Hits: Reasonably stable mana curve, less out of control than some Red/Green offerings we’ve recently reviewed

Misses: Excessive variance in card election offers diversity at expense of some consistency; outwith a couple of synergystic cards, feels more like a “deck of Elementals” than an “Elemental deck”

OVERALL SCORE: 4.00/5.00

5 Comments Post a comment
  1. Icehawk
    Apr 27 2012

    Forgotten Ancient, how wonderful are thee?
    Like a summer’s day, you just kick butt.
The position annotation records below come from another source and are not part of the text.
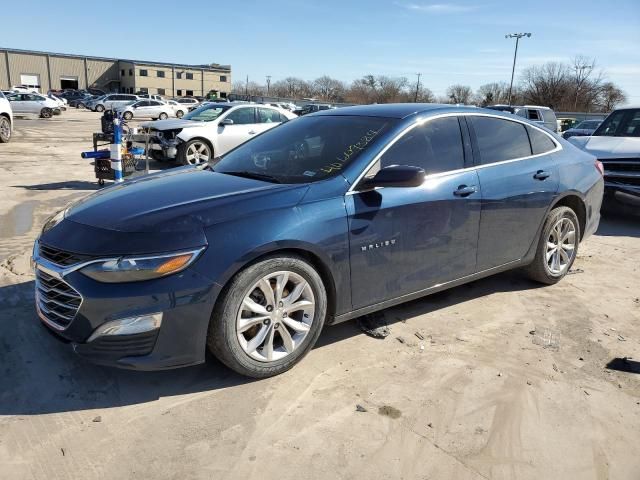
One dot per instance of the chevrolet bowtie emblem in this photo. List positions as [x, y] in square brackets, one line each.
[373, 246]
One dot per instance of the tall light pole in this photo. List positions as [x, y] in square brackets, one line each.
[517, 36]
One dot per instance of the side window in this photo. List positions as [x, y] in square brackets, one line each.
[242, 116]
[540, 142]
[435, 146]
[266, 115]
[500, 140]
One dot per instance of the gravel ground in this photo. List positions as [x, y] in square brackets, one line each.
[498, 379]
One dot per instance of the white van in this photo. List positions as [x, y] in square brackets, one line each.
[543, 115]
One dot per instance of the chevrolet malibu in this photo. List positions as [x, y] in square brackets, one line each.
[332, 216]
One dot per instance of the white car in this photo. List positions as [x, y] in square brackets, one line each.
[6, 119]
[32, 103]
[179, 109]
[211, 130]
[616, 143]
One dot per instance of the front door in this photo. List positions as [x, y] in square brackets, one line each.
[242, 129]
[403, 240]
[519, 180]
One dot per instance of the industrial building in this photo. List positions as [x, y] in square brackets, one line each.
[57, 71]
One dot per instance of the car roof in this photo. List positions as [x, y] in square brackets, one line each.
[399, 110]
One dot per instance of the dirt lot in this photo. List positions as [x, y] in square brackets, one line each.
[510, 381]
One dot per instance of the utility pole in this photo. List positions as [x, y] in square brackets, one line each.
[517, 36]
[415, 100]
[580, 80]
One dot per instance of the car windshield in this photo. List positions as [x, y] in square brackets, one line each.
[304, 150]
[206, 113]
[621, 123]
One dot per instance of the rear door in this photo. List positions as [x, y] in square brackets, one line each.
[242, 129]
[403, 240]
[519, 180]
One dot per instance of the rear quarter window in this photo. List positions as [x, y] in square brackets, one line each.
[500, 139]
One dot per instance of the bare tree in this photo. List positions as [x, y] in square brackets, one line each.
[459, 94]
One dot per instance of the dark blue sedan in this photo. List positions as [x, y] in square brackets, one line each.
[320, 220]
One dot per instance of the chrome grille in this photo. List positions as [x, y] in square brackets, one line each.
[60, 257]
[57, 301]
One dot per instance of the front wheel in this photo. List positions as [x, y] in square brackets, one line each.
[269, 317]
[557, 247]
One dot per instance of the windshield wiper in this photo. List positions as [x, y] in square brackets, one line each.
[255, 175]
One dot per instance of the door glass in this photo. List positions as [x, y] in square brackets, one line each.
[540, 142]
[242, 116]
[500, 140]
[435, 146]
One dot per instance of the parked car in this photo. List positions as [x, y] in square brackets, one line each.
[542, 115]
[179, 109]
[211, 130]
[616, 143]
[33, 103]
[584, 128]
[146, 109]
[296, 228]
[6, 119]
[110, 102]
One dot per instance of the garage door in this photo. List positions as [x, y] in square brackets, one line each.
[30, 80]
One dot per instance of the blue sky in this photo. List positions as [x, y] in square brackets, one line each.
[448, 42]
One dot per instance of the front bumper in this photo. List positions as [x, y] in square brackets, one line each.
[186, 300]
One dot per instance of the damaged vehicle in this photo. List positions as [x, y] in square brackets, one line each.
[332, 216]
[210, 131]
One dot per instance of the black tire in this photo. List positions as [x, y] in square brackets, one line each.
[184, 147]
[539, 269]
[222, 339]
[5, 129]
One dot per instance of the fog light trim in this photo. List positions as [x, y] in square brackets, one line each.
[128, 326]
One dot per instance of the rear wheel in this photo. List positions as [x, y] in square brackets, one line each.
[557, 247]
[269, 317]
[5, 129]
[194, 152]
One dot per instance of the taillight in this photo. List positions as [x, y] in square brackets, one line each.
[600, 167]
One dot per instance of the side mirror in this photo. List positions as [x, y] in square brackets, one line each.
[399, 176]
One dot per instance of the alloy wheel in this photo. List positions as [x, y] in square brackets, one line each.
[198, 152]
[561, 246]
[275, 316]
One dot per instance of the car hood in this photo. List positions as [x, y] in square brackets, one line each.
[183, 199]
[611, 147]
[173, 124]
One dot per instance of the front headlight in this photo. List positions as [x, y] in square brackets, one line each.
[137, 269]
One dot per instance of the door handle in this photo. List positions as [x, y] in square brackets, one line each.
[464, 191]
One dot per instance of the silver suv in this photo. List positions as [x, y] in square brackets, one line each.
[111, 101]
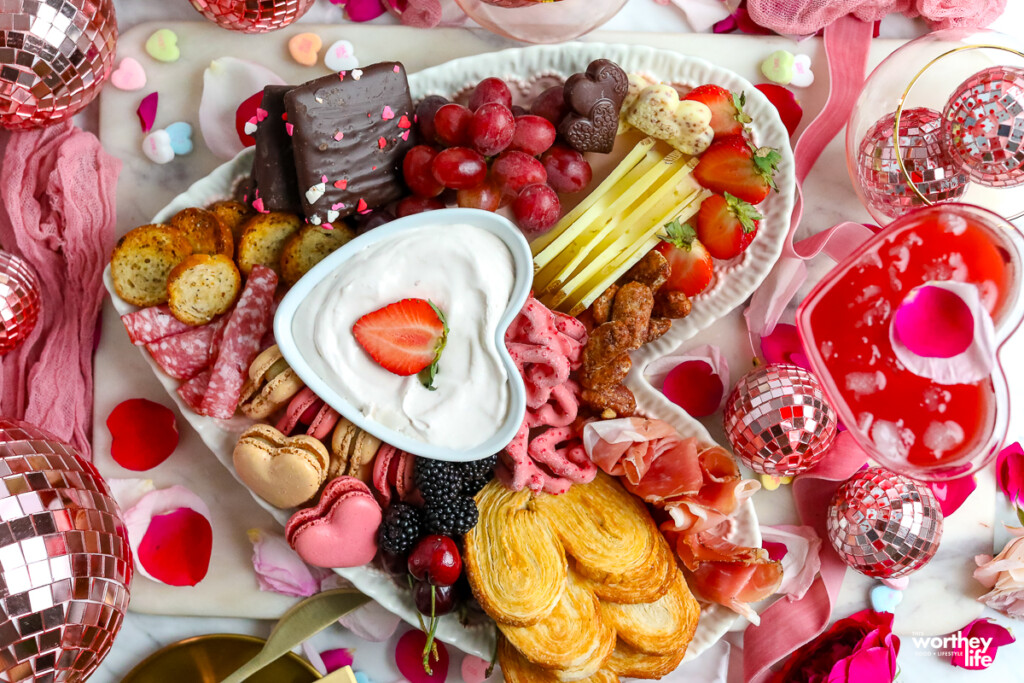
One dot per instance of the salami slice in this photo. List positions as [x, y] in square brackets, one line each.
[183, 355]
[151, 325]
[246, 327]
[193, 391]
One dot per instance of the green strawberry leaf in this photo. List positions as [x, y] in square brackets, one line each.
[679, 235]
[766, 160]
[743, 211]
[428, 374]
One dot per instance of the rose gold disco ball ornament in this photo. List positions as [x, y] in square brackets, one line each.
[983, 126]
[933, 171]
[54, 55]
[252, 15]
[65, 560]
[18, 301]
[884, 524]
[778, 420]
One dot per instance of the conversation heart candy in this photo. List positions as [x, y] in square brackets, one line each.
[779, 67]
[128, 76]
[163, 45]
[340, 56]
[179, 135]
[304, 48]
[157, 146]
[802, 74]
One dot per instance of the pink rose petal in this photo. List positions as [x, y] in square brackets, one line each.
[336, 658]
[801, 562]
[279, 568]
[783, 345]
[934, 323]
[147, 111]
[226, 83]
[474, 670]
[952, 494]
[409, 657]
[178, 549]
[973, 364]
[694, 380]
[1010, 472]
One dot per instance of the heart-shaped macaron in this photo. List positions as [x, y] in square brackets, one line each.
[163, 45]
[304, 48]
[128, 76]
[285, 471]
[885, 599]
[179, 135]
[340, 56]
[341, 530]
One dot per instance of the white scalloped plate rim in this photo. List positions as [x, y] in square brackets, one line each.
[219, 435]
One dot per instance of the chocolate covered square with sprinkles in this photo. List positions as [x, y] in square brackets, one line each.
[273, 162]
[351, 131]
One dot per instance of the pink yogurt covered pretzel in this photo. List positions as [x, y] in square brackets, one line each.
[546, 347]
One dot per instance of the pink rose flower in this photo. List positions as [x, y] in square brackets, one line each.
[989, 635]
[1004, 575]
[960, 13]
[858, 648]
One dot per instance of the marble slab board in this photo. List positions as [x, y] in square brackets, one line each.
[941, 597]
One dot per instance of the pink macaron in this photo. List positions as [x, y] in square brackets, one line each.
[341, 529]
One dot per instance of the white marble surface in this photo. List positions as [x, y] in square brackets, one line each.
[142, 634]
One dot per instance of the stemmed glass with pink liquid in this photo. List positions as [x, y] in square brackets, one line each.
[903, 336]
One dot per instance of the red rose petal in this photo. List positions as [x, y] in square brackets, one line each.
[144, 433]
[245, 113]
[147, 111]
[788, 109]
[409, 656]
[934, 323]
[695, 387]
[176, 547]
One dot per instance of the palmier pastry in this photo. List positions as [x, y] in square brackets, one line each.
[572, 638]
[667, 624]
[515, 562]
[518, 669]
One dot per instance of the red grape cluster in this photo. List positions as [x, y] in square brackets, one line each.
[492, 154]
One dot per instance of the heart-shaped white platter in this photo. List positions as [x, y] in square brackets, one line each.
[528, 71]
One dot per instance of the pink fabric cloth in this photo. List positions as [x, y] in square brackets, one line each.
[788, 624]
[57, 212]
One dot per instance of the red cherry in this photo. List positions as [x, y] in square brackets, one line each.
[435, 559]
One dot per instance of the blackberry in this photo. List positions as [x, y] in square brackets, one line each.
[453, 516]
[400, 528]
[476, 474]
[436, 479]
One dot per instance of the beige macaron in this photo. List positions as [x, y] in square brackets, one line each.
[285, 471]
[352, 452]
[271, 383]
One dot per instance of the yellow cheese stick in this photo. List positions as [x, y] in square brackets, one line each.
[541, 244]
[593, 289]
[634, 201]
[549, 262]
[671, 195]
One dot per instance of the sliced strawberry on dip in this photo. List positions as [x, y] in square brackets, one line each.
[727, 117]
[690, 263]
[726, 225]
[404, 338]
[733, 165]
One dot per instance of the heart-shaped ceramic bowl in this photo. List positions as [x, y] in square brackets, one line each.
[300, 350]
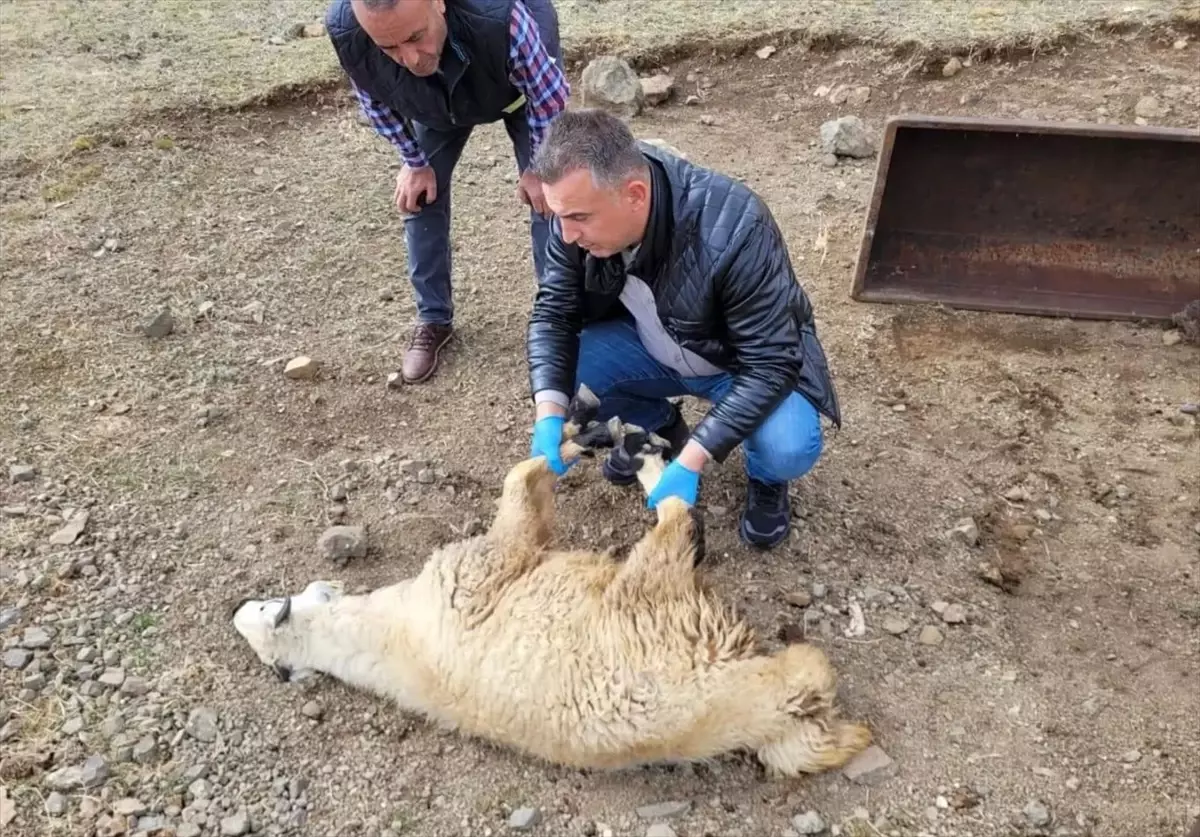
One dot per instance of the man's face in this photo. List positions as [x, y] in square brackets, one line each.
[603, 221]
[412, 32]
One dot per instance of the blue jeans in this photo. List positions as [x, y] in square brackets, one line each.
[634, 386]
[427, 232]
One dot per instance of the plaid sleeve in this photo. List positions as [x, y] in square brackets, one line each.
[533, 71]
[391, 127]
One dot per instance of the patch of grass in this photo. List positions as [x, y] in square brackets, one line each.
[71, 184]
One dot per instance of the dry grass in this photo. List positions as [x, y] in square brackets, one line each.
[143, 55]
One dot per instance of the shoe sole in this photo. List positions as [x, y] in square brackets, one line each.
[433, 367]
[757, 541]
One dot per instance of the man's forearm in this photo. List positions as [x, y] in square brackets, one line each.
[535, 73]
[393, 128]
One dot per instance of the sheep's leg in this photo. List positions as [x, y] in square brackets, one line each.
[526, 515]
[813, 738]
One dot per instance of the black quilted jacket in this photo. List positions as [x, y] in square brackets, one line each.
[724, 287]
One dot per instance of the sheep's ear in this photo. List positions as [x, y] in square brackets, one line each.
[238, 606]
[285, 612]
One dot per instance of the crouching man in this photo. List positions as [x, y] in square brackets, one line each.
[666, 278]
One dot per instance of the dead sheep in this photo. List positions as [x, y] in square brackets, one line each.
[569, 655]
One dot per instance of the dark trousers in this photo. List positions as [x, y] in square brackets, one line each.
[427, 232]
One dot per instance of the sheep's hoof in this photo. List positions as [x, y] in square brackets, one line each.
[697, 535]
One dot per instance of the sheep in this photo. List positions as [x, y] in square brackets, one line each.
[569, 655]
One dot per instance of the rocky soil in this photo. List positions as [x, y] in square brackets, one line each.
[1000, 551]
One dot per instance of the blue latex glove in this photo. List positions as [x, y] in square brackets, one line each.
[676, 481]
[547, 435]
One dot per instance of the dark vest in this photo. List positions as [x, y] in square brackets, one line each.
[473, 86]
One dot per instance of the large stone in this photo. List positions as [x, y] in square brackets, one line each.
[610, 83]
[658, 89]
[846, 137]
[868, 766]
[341, 543]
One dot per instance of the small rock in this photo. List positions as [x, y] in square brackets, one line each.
[665, 810]
[954, 614]
[1017, 494]
[135, 687]
[798, 598]
[202, 724]
[846, 137]
[525, 819]
[71, 530]
[1037, 813]
[859, 96]
[341, 543]
[301, 368]
[312, 710]
[610, 82]
[160, 326]
[235, 825]
[129, 807]
[930, 636]
[658, 89]
[966, 530]
[17, 657]
[808, 823]
[22, 474]
[113, 678]
[145, 751]
[55, 804]
[867, 765]
[1150, 108]
[35, 638]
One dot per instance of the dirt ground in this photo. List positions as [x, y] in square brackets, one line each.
[208, 475]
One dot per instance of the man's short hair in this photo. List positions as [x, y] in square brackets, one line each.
[588, 138]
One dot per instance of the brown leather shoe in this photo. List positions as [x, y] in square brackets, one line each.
[421, 357]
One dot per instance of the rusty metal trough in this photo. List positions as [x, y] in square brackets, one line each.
[1061, 220]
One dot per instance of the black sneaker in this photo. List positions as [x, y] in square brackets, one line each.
[619, 468]
[767, 516]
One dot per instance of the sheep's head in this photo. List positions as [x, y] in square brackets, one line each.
[269, 626]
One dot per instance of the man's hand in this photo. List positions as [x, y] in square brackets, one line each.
[547, 437]
[529, 192]
[411, 185]
[678, 481]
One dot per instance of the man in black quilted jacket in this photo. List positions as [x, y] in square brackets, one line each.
[666, 278]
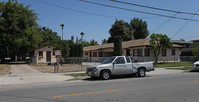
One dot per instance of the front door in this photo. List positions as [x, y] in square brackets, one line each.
[48, 56]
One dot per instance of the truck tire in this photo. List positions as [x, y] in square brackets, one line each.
[105, 75]
[141, 72]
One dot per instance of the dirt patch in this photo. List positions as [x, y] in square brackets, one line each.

    Those were some nice matches. Have to love Boros and its combat tricks. Still, Forgotten Ancient gets huge fast. Shifting those counters around is always fun.

    Reply
    • Apr 29 2012

      I think you mean “Forgotten Ancient, wonderful art thou.” (Iambic pentameter, yo.)

      Reply
  2. Apr 27 2012

    Shame about the deck being a disappointment. Ramp decks tend to be a bit “feast or famine,” but finding no green ramp in three games is an unfortunate stroke of bad luck.

    I’m going to be buying the Maelstrom Wanderer Planechase deck as my first ever precon this summer – hopefully it turns out to be more fun to play with!

    Reply
    • Icehawk
      May 1 2012

      Wonder how the warm up matches went.

      Reply
  3. Apr 29 2012

    If Jimi gives the Guildmage first strike, you still kill the Hobgoblin and take the same amount of damage (because it dies before the second combat damage step), but you force her to spend the mana. If she doesn’t spend the mana, you get to kill both her dudes instead of just the one. So blocking the Guildmage should be the play.